# Not feeling very positive today Bad AF pains



## Hells Bells (Aug 28, 2008)

Hi Ladies

Ive had a really bad day today, I woke up feeling negative about everything this morning.  

I'm only a week in to the 2ww and as the day has gone on I have felt more and more like AF is going to turn up any minute. 
Its really uncomfortable and I keep getting a pain more in the pelvis area.  Everytime I go to the loo I expect to see AF.  I'm trying to keep positive but all the signs and pains are so much like my period pains I cant help feel its not happening for me.  

I just want to know now


----------



## Lynschez (Oct 24, 2008)

Hi Hells

Just wanted to say hang in there.  I know how hard I'm finding it to keep up the PMA and I'm not as far into my 2ww as you are.  I already feel a bit dispondent as I've had some bleeding and still spotting, so not at all hopeful  

However, from reading posts on here it sounds like your cramps could be implantation, so try and keep   and   you get your BFP soon.

Lyns x x


----------



## waitingpatiently (Jan 5, 2009)

Hi Hells Bells

I too am 1 week into my 2ww, I have had the same sort of feelings as you, sharp twinges down below and in the ovary area, which also feels a little like AF.  Try not to read too much into it, hard I know and really hope it is implantation for us both (not convinced though) xx


----------



## emy30 (Jan 15, 2009)

Hiya just wanted to say I am feelin the same 7 days in on 2ww and tummy cramps are quite uncomfortable feel really bloated and today for first time feel sick not actually been sick but feel it app its really normal I ve not have any spottin at all but I was concerened so thought I d drop in and see if anyone else was the same so I think if we both are and were both at the same stage I think this is normal not that I'm a doc but let keep are fingers crossed in 7 days time we could have the best news ever xx just out of intrest when have you been told to do ur test I am so tempted to do one but no I shouldn't xxx


----------



## Hells Bells (Aug 28, 2008)

Hi emy30

Ive not felt as bad today but the discomfort is still there not had any spotting either.  I keep going to the loo to check all ok!!
Im glad in a way that your in the same boat as it were!  I dont feel quite so alone!  Im trying to keep positive that this is implantation doing its bit! and not the evil witch!!!!

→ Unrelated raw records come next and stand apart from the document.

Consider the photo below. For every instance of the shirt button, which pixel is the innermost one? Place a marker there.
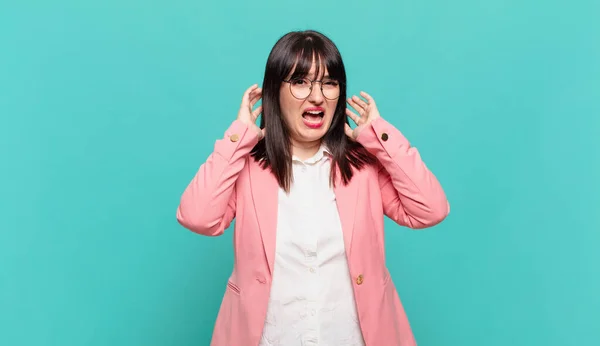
(359, 279)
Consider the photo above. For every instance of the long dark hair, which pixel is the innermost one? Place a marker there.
(298, 49)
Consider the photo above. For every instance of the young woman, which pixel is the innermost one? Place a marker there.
(308, 194)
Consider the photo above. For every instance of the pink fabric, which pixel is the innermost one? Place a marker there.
(231, 185)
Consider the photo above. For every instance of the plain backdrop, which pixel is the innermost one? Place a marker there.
(108, 108)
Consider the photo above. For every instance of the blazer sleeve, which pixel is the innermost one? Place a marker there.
(208, 204)
(411, 195)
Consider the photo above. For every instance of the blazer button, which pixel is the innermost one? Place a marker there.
(359, 279)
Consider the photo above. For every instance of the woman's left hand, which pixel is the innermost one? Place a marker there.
(367, 112)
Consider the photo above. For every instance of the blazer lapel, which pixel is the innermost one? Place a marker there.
(347, 199)
(265, 190)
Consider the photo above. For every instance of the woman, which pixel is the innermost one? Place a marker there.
(309, 194)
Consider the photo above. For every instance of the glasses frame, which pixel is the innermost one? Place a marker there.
(312, 83)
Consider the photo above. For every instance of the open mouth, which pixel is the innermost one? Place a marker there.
(313, 116)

The nurse said to test in 2weeks a couple of days but I dont think I will be able to wait much longer!  what about you?

Good luck to you is this you first time?  What drugs did you have?

Lots of babydust take care
helen


----------



## waitingpatiently (Jan 5, 2009)

ladies

I still have the same feeling,   it's a good sign this is my 3rd attempt, not had it before xx


----------



## emy30 (Jan 15, 2009)

Yeh its my first time was on menapor then hgc drug before the basded then these stupid pessary things that are driving me mad I ve been told the horm drug should be out of my system after 10 days so was told to test on 28th march but its my birthday weekend n really want to no so not to have a ickle tipple hehe I might test next wednesday that will give the horm drug time to get out of my system am a bit confused if the pessarys might alter the test  Let me know how u get on chicken wishing you and your partner all the luck in the world xxx


----------



## Hells Bells (Aug 28, 2008)

Hiya all!

How you all doing?  I was back at work yesterday I was totally shattered when I finished!  not used to the work!
Ive felt sooo bloated last night and today my tummy is massive my pants are really tight! god if its not worked its back on the diet for me! 

emy30 you say you using the pessary's, I wasn't given them, what do they do? and why do some give them and not others?

I was thinking of testing on Wednesday too but not sure if it will be too soon or not? could get one of the early response ones i suppose,  I'm in two minds about testing one part of me wants to test now and the other I dont want to test at all, im so nervous, when i test that will be the end either way and I dont know if just to wait and see what happens, to see if AF comes or not    

Trying to keep up the positive vibes but how much will I fall if it hasn't happened this time.  God Im driving myself crazy!!!!

Hope your all having a better day that me!!!!


----------